One of my favorite authors, Richard Bach, wrote
"Don't be dismayed at goodbyes.
A farewell is necessary to meet again.
And meeting again after moments or lifetimes
is certain for those who are friends."
'Til we meet again Wardo- the other Kam
9 comments:
That was beautiful Kam. Brought tears. Beautiful tribute and testimony.
Oh Kamee, thank you for that beautiful introduction to a great man and his life and loves. There are those who truly leave their footprints on our hearts, so glad you had them, and they you...
Wow, Kamee! That was a wonderful tribute. I feel very sad for you, for the pain you must be going through. I am so sorry! The time you spent with him will never be forgotten by you and I believe he is up in Heaven keeping an eye on all of his loved ones.
this is why i LOVE you, bff. you are so eloquent & thoughtful & profound with your writing. i have families like this i grew up with too and it's such a blessing to have those relationships. love ya, bff. miss ya! how's little girl growing? can't wait to meet her!! ps. still have a little something to send you! i'll get my act together and make it to the post office soon! :)
I am so sorry to hear about your friend. What a beautifully written tribute to him. Just goes to show that it's impossible to go through this life without touching the lives of others. Wishing you peace.
Kam, so sorry for your deep loss! This post is so sweet. I appreciated this story very much, and getting to peek into another era of your life. Peace be with you and his family!
Kam, so sorry to hear about your dear friend. You're writing and pictures made me feel like I really wanted to know him and his family. A beautiful tribute. And how on earth do you keep all of the perfect quotes in your head? I loved the Richard Bach one at the end of the entry. It was perfect and beautiful.

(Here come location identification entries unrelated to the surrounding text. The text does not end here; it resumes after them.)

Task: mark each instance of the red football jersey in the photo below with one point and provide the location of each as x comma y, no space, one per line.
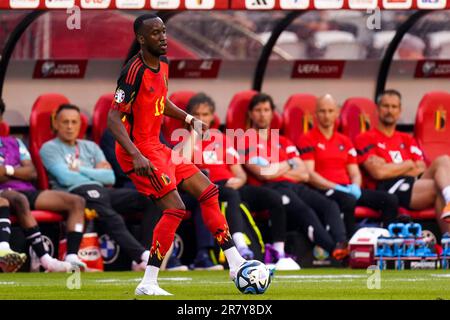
395,149
268,152
215,156
331,157
141,96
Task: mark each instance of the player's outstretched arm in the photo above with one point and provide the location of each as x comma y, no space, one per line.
142,166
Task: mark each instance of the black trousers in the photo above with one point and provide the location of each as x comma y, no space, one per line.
312,214
256,199
110,204
374,199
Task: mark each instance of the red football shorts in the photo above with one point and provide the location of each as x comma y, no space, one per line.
166,178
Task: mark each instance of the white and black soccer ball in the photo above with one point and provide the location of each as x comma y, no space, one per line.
253,277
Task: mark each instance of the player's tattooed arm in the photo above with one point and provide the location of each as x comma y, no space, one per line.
142,166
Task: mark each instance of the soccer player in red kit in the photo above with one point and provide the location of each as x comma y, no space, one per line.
332,163
395,163
135,121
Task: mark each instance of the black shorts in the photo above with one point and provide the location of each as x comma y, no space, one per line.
31,195
401,187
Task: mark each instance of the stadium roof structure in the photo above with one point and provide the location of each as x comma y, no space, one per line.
227,4
166,9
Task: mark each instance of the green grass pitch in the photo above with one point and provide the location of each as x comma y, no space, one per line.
203,285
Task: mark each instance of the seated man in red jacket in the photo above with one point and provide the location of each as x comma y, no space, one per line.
332,163
395,163
274,161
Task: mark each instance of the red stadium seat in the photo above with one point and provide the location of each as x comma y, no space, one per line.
100,116
298,115
42,216
41,129
428,214
181,99
237,112
4,129
357,116
432,128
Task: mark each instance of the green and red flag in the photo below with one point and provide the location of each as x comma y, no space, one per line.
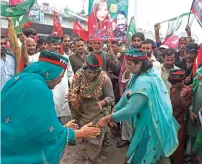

I just want to say, Thank You from the Severts Family. This is beautifully written and a very fitting memorial of my father. He was really a kind soul wasn't he? I just hope that one day I can be half the person my dad was.
A little fun fact to keep you up with the Severts family, Gunnar and I are taking flying lessons. We found out it's a passion of ours and it's in our blood.
Thank you again Kamme
Thank you for writing this tribute to the amazing man that Ward is. I was fortunate enough to do his hair until he passed. I was thinking of him today and googled his name and your page came up. I think Ward was a rare soul who touched hearts of everyone who got to know him. Thank you again for sharing your story of Ward.